AT&T is trying to make bundling cool again
AT&T’s first-quarter 2026 results landed with a pretty simple message: the company thinks its investment-led strategy is working. The headline stat? It says it delivered its fastest-ever year-over-year organic growth in advanced connectivity convergence rate, with nearly 45% of advanced home internet subscribers also taking AT&T wireless.
That’s a fancy way of saying AT&T is getting people to buy more than one thing from it, which is exactly the kind of sticky customer behavior companies love.
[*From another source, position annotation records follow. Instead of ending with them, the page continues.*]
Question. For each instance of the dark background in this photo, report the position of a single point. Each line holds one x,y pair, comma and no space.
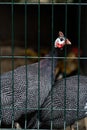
59,20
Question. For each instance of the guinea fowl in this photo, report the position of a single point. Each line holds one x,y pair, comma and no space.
74,101
15,87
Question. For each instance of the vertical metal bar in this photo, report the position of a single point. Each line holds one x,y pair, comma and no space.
0,89
38,62
12,6
65,67
26,63
79,24
52,29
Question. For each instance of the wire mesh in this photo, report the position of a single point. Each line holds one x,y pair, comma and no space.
53,4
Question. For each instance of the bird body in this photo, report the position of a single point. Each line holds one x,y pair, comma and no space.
67,104
24,89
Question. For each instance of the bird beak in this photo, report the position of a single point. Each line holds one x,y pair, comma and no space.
67,42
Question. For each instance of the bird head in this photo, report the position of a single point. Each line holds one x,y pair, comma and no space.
61,41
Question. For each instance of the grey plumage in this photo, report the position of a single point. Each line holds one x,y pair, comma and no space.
19,84
71,105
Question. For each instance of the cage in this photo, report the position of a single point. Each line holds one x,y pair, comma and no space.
28,31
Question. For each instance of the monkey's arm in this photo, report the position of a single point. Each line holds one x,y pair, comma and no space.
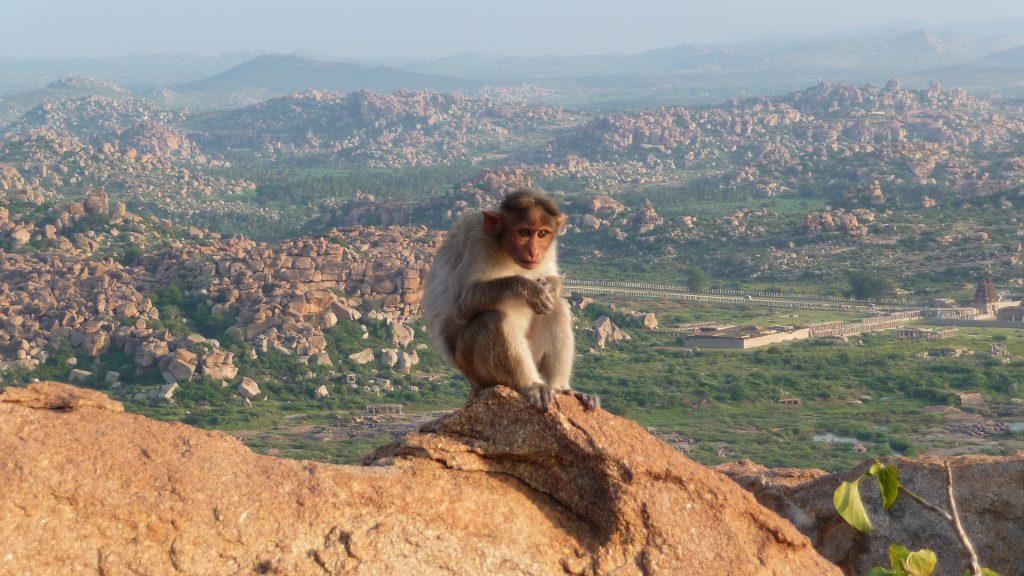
484,295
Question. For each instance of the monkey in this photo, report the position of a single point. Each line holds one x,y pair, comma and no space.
493,300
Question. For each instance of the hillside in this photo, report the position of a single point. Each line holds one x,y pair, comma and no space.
13,106
376,129
276,75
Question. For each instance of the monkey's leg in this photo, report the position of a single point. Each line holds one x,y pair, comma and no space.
553,345
489,352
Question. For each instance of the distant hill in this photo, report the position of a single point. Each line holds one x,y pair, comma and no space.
278,75
407,127
877,52
1012,57
134,72
13,107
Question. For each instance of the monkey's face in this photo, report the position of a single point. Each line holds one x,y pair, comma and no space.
527,243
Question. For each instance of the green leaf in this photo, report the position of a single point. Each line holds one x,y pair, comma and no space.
849,505
888,477
921,563
897,553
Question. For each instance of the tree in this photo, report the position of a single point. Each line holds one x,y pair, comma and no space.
866,285
696,279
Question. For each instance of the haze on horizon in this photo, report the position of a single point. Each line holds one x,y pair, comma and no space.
394,29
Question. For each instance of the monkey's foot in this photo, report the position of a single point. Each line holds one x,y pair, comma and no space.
589,401
541,397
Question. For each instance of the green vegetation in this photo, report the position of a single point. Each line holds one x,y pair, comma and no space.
903,562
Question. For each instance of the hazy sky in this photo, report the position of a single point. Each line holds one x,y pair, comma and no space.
437,28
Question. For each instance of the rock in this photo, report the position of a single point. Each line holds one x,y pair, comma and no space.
343,312
95,343
388,358
219,365
77,376
248,388
96,203
401,335
177,366
407,362
604,331
167,391
496,488
989,496
363,357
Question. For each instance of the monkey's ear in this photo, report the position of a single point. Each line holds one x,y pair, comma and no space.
492,222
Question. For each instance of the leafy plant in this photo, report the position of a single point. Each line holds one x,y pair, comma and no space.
905,563
902,562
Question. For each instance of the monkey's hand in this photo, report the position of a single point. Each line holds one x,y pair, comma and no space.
541,396
553,284
537,295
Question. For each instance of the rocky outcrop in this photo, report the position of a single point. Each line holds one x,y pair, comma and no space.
989,496
496,488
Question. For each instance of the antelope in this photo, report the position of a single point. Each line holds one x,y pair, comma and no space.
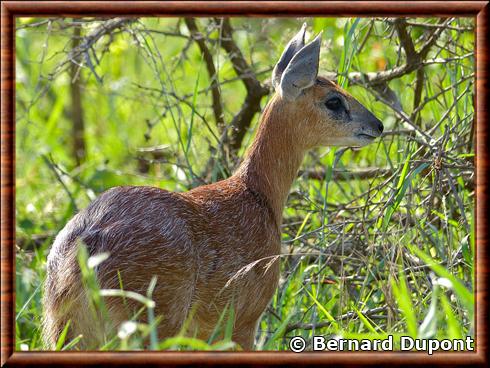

If you’re bundled into the ecosystem, you’re a lot less likely to shop around like you’re comparing streaming services on a Sunday night.
Why investors should care
Management also reiterated its full-year 2026 and multi-year financial guidance, plus its capital return plans. Translation: no drama, no surprise haircut to the outlook, and no sudden “oops, we need to rethink the playbook” moment.
For shareholders, that matters because telecom stocks are often judged on two things: can they grow without blowing up the balance sheet, and can they keep returning cash? AT&T is signaling it still wants to be in both clubs.
The bigger picture
This isn’t the kind of earnings report that sends a stock to the moon on vibes alone. But it does suggest AT&T’s push to sell internet and wireless together is gaining traction, and that’s the sort of operational momentum investors like to see when the sector is usually more about patience than fireworks.
Big picture: AT&T is still very much a grown-up utility-ish telecom, but at least this quarter, it looks like the customer bundling machine is humming.